Tindley has assembled a strong band, The Kingfishers, to perform Lucky the Sun live – including Karma County drummer Stu Eadie and Fort guitarist George Chrysostomou – and folks are still talking about the set they played at Byron Bluesfest, a set that scored them a spot on this year’s Splendour in the Grass bill. Sara Tindley and the Kingfishers play three shows this week: Thursday at the Vanguard (with Sarah McGregor), Friday at the Beach Hotel in Newcastle, and Saturday at the Federal Hotel in Bellingen.

- DRUM MEDIA May 15 2007


Discography

"Time" Released Sept 5th 2011
Produced by Chris Parkinson
Feature Album on ABC's Lucky Ocean's program

"Lucky the Sun" Released Oct 11th 2006.
Produced by Bill Chambers
'Album Of The Week' ABC Radio National – Dec 2006

"5 Days" – Released 2003
NCEIA "Album of the Year " – 2006
Track "Down the Avenue" received high rotation on ABC local radio nationwide.

Photos

Bio

A girl growing up in a small country town in Western Victoria (Australia) disinterested in Aussie Rules (football), can feel like a stranger in a strange land. Thankfully, her older brother had a stereo and some vinyl. Neil Young, Bruce Springsteen and Dire Straits saved her from certain death by boredom, and began a lifelong passions for songs.

On leaving school, she worked at everything from machinist, waitress, milking cows, nursing, anything that would pay her rent in her search for meaning. Music and her love of nature were her constants.

Years of roaming around Australia saw her settle in Byron Bay in the early 90s. She met ukulele/guitar virtuoso Azo Bell and they quickly formed a successful due Azo and Sara an in 1996 recorded their album ‘Tortoise Shell’. They travelled around Australia playing festivals, streets, cafes and halls.

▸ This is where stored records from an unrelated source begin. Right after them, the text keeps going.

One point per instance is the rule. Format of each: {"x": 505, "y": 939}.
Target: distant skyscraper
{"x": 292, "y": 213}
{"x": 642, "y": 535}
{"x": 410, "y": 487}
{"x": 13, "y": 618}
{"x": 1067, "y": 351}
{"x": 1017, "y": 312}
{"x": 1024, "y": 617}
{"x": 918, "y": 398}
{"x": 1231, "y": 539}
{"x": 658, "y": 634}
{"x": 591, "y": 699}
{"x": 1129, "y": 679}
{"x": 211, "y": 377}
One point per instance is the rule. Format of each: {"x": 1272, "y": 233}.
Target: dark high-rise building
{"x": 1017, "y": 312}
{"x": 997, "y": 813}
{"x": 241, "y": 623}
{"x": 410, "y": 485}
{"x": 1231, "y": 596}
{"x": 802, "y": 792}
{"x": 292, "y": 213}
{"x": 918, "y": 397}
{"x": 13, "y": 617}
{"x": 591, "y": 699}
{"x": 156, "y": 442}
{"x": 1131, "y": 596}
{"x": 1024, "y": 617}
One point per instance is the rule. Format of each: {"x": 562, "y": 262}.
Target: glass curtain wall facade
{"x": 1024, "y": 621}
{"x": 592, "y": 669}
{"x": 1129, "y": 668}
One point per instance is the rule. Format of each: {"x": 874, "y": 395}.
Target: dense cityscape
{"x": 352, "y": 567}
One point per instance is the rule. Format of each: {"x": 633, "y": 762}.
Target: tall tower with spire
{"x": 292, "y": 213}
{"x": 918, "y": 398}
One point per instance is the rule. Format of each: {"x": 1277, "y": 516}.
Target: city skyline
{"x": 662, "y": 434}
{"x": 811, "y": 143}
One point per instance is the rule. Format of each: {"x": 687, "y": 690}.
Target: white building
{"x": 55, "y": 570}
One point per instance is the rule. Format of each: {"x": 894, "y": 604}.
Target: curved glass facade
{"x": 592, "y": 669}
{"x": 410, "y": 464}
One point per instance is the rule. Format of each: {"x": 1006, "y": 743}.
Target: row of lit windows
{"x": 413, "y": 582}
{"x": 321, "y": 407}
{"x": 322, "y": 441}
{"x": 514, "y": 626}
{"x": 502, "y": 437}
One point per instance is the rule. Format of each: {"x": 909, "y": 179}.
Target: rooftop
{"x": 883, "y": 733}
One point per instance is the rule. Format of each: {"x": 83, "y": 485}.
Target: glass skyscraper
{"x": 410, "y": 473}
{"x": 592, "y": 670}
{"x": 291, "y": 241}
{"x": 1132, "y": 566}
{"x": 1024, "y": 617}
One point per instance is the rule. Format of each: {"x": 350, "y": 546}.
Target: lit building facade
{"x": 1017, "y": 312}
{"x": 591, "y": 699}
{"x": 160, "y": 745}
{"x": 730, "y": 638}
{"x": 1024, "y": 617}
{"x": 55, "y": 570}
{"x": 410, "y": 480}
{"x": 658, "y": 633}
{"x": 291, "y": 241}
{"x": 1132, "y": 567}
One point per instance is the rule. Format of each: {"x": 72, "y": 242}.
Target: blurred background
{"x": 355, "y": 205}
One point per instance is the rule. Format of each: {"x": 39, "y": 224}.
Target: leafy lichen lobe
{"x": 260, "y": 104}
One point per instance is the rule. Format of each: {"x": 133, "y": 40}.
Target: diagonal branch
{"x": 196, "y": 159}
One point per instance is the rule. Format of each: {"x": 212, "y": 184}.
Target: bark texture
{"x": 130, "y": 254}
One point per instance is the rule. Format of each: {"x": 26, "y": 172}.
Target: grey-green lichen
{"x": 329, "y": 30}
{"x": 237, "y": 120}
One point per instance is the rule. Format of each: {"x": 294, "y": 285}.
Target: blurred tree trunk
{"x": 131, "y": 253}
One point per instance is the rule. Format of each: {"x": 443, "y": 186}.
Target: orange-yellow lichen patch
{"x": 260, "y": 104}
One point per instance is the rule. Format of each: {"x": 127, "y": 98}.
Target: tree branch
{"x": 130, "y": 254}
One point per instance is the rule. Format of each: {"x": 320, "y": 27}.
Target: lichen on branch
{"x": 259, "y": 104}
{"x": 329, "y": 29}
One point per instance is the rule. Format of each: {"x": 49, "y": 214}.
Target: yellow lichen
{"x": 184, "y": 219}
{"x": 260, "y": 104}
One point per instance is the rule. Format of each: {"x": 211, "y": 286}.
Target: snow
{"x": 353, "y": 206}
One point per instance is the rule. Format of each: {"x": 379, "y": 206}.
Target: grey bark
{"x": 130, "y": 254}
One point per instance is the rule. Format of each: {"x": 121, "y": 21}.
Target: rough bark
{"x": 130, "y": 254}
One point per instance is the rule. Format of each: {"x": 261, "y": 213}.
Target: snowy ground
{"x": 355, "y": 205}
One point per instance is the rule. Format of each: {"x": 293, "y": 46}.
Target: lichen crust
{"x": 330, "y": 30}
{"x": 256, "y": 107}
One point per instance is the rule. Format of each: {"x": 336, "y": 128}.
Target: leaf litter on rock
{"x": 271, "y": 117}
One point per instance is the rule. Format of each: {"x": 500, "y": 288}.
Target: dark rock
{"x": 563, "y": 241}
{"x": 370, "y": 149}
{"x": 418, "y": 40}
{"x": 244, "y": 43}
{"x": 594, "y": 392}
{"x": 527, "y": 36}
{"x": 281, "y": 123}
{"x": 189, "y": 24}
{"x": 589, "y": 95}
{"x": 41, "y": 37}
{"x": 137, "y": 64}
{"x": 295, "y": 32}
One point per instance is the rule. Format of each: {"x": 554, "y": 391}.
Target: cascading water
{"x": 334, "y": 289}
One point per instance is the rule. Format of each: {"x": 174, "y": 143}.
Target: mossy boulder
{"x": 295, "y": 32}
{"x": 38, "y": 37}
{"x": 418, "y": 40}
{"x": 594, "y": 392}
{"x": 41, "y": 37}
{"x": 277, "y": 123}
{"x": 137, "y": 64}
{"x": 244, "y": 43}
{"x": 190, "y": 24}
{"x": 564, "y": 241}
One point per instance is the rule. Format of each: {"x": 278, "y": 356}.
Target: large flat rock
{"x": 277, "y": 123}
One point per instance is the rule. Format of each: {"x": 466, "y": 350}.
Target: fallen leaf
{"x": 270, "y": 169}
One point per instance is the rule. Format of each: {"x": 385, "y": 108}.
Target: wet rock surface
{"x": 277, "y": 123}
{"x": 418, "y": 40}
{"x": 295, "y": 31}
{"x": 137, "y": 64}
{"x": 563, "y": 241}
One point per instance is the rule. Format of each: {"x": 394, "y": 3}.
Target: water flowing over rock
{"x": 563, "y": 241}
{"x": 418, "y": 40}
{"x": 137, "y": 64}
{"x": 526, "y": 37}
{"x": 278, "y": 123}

The demise of that partnership led to Sara working on her first studio album ‘Five Days’ in 2002. ABC radio picked up her autobiographical song ‘Down the Avenue’ leading to her inclusion on ABC’s compilation ‘Best of Airplay’ and to a television commercial for the ABC with Sara on the back of a truck singing that song to cows. The dizzy heights.

While promoting ‘Five Days’, she played a show with alt country legend Bill Chambers. He became something of a mentor to Sara and when ready to record her second album, she called on Bill as producer. In 2006, the fruit of their labours became the critically acclaimed ‘Lucky the Sun’. Beautiful plating and some great songs ensured its success and lead to a very dark ‘Heart it was a Desert” being a finalist in the Americana category of the International Songwriting Competition and songs placed on a ABC series ‘East of Everything’ and commercial TVs ‘Bondi Rescue’.

Now her third album is finally finished. Recorded at ‘My Sweet Mule’ studio in South Australia, with The Yearlings’ Chris Parkinson as producer, this latest album is her finest work to date. From the stunning opener “Golden” the album is bathed in the warmth of old school recording equipment and honest performances. Recorded live on tape, no doctoring and few overdubs, the integrity of this recording gives you a sense of being in the room with these fine musicians. It has the country / folk styling of her previous work and the songs are a compelling mix of narrative and the confessional.

Sara with her band, or as solo, has played the East Coast Blues Festival x 2, Mullum Music Festival x 2, Gympie Muster, Spendor in the Gras, Tamworth Country Music Festival x 4, Wingham Akoostic Festival x 3, and hotel, halls, cafes and lounge rooms around the country.